Is The uBiome Project Performing Human Subjects Research Without IRB Approval? (UPDATED AGAIN)


uBiome is a “crowd-funded” “open science” project with the stated goal of studying the human microbiome. As part of their pursuit of this goal, they solicit payments on the Web, in exchange for sending to the payors kits for the collection of human tissue or bodily fluid samples that are sent back to uBiome:

uBiome uses a number of sampling sites: nose, mouth, ear, GI tract, and genitals. When you fund our project, we send you a sample kit with a swab for each sampling site you funded. You swab the sample site and send the kit back to us.

We use state-of-the-art DNA sequencing to analyze your samples. We send you a link to view your own personal Human Biome profile. We’ll tell you what your microbiome is, what it means, and how you can understand it with the latest scientific research. uBiome provides personal analysis tools and data viewers so that users can anonymously compare their own data with crowd data as well as with the latest scientific research. For example, for your GI tract, uBiome will show you your flora composition, your enterotype, the network of your microbiome, and the diversity of your gut flora. uBiome is HIPAA compliant and will not release personal identifying data or information to anyone.

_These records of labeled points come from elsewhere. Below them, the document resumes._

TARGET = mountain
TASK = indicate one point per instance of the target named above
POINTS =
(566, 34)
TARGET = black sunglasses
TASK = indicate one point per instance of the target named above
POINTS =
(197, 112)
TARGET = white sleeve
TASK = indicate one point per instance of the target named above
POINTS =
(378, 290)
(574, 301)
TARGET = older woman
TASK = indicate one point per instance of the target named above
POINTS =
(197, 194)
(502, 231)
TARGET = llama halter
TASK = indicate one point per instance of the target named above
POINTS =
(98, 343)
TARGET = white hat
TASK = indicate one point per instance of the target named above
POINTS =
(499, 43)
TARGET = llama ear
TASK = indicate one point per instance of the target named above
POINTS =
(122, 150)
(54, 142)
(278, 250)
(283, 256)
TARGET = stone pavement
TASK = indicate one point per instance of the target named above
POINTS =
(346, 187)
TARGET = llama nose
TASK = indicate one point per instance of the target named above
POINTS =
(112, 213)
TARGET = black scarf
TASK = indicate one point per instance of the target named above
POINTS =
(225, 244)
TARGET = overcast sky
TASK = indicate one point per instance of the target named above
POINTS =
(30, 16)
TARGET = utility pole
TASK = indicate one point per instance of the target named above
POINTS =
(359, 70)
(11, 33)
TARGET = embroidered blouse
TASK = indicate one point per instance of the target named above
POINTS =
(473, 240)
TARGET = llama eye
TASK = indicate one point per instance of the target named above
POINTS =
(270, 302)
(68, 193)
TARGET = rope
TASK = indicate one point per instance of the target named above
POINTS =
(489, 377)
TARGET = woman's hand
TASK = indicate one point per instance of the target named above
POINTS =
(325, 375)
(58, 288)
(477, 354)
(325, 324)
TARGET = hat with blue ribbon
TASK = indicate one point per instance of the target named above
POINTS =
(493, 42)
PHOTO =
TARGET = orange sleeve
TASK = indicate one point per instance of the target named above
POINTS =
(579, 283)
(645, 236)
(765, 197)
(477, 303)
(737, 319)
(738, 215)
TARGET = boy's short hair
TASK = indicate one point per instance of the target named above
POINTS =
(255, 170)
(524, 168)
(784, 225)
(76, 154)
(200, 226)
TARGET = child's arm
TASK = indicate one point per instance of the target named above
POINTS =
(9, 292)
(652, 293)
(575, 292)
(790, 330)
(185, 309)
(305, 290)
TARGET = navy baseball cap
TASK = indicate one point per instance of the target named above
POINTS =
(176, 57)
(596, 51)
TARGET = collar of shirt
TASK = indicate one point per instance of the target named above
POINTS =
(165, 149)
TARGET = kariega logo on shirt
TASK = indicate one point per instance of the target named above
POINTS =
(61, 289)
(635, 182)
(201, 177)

Sounds like straightforward fee-for-service, not scientific research, so no Institutional Review Board analysis and approval of their human subjects protocols and informed consent are needed, right? Well, no:

The more people that join the uBiome community, the more statistical power we have to investigate connections between the microbiome and human health. For example, with 500 people, we can address questions about relatively common diseases such as diabetes and hypertension. With 2,500, the project can investigate connections to breast cancer. With 10,000 people, we can investigate multiple sclerosis and heart disease. The larger the uBiome community, the more we can learn.

They clearly intend to not solely provide the results of the microbiome sequencing to the people who pay for the service, but rather to use it to perform scientific research: to compile all of the results they obtain from the people who pay for service, and then to compare them across all participants, and–based on the above stated scientific plan–also making correlations to the answers provided by the participants to a medical questionnaire.

IRB review of human subjects research projects such as this is designed to protect the participants in the study from undue physical, psychological, and emotional harm, and to ensure that the benefits of the research outweigh any potential harms. While there may not be any statutory legal requirement to obtain IRB review before performing such a human subjects study if it is not funded by the government, no legitimate scientific journal will publish the results of human subjects research in the absence of prior IRB review, nor would any reputable scientist or physician make use of such results.

Several days ago, the Boundary Layer Physiology blogge scoured both the uBiome Web site as well as the Web site of the third-party that uBiome is using to collect payment from study participants. And nowhere on either of those Web sites was there found any mention IRB review and approval having been secured prior to the study leaders having obtained several hundred thousand dollars in payments from study participants who have agreed to send their tissue and/or bodily fluids to uBiome for the purposes of this study.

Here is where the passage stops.